Zhang Qichao, Zhao Dongbin
IEEE Trans Cybern. 2019 Aug;49(8):2874-2885. doi: 10.1109/TCYB.2018.2830820. Epub 2018 May 16.
This paper is concerned about the nonlinear optimization problem of nonzero-sum (NZS) games with unknown drift dynamics. The data-based integral reinforcement learning (IRL) method is proposed to approximate the Nash equilibrium of NZS games iteratively. Furthermore, we prove that the data-based IRL method is equivalent to the model-based policy iteration algorithm, which guarantees the convergence of the proposed method. For the implementation purpose, a single-critic neural network structure for the NZS games is given.
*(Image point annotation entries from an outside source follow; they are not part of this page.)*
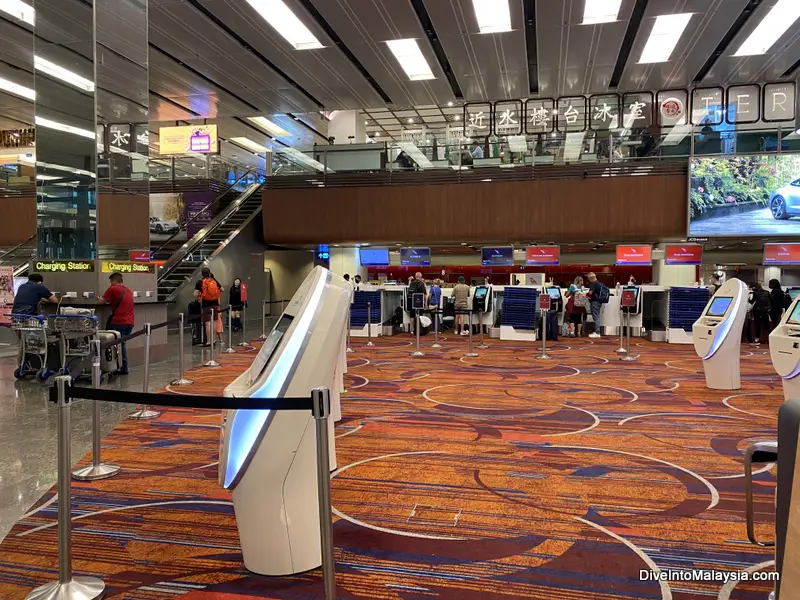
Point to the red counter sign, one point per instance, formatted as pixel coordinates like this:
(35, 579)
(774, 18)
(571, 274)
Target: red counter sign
(544, 255)
(634, 255)
(684, 254)
(782, 254)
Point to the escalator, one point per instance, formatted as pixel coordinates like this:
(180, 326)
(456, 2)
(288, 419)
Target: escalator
(187, 259)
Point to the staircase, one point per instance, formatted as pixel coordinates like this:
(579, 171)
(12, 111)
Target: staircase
(184, 260)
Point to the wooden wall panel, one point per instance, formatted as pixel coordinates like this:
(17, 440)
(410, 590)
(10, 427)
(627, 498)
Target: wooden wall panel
(123, 220)
(614, 208)
(17, 220)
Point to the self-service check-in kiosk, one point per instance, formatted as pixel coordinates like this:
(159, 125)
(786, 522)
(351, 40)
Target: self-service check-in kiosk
(268, 458)
(717, 335)
(784, 349)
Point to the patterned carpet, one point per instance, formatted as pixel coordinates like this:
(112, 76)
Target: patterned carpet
(495, 477)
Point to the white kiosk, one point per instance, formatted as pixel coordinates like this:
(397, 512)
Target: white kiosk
(717, 335)
(268, 458)
(784, 349)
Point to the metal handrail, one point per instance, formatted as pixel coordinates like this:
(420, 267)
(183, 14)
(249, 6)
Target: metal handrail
(178, 256)
(203, 210)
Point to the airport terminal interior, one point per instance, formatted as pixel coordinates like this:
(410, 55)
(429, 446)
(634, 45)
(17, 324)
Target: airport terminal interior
(367, 300)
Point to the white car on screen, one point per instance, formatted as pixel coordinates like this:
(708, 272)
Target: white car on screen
(785, 202)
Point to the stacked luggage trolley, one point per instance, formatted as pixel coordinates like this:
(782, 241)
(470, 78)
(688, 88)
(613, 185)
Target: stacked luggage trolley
(70, 331)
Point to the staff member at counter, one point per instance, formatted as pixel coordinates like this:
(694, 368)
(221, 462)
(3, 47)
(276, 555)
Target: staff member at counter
(120, 298)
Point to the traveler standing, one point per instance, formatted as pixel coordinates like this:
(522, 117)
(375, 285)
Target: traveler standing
(236, 304)
(416, 286)
(30, 294)
(461, 297)
(576, 307)
(761, 307)
(209, 291)
(598, 295)
(120, 298)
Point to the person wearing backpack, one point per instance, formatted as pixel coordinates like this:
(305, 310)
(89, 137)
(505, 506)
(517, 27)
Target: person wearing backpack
(209, 291)
(598, 295)
(761, 307)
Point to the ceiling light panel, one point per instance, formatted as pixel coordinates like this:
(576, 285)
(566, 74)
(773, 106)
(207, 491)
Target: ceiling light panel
(493, 16)
(65, 75)
(19, 10)
(409, 55)
(16, 89)
(600, 11)
(667, 30)
(285, 22)
(269, 126)
(776, 22)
To enhance the application capability of the data-based IRL method, we design the updating laws of critic weights based on the offline and online iterative learning methods, respectively. Note that the experience replay technique is introduced in the online iterative learning, which can improve the convergence rate of critic weights during the learning process. The uniform ultimate boundedness of the critic weights are guaranteed using the Lyapunov method. Finally, the numerical results demonstrate the effectiveness of the data-based IRL algorithm for nonlinear NZS games with unknown drift dynamics.
本文关注具有未知漂移动力学的非零和(NZS)博弈的非线性优化问题。提出了基于数据的积分强化学习(IRL)方法来迭代逼近NZS博弈的纳什均衡。此外,我们证明了基于数据的IRL方法等同于基于模型的策略迭代算法,这保证了所提方法的收敛性。出于实现目的,给出了用于NZS博弈的单批评神经网络结构。为提高基于数据的IRL方法的应用能力,我们分别基于离线和在线迭代学习方法设计了批评家权重的更新律。注意,在线迭代学习中引入了经验回放技术,这可以在学习过程中提高批评家权重的收敛速度。使用李雅普诺夫方法保证了批评家权重的一致最终有界性。最后,数值结果证明了基于数据的IRL算法对于具有未知漂移动力学的非线性NZS博弈的有效性。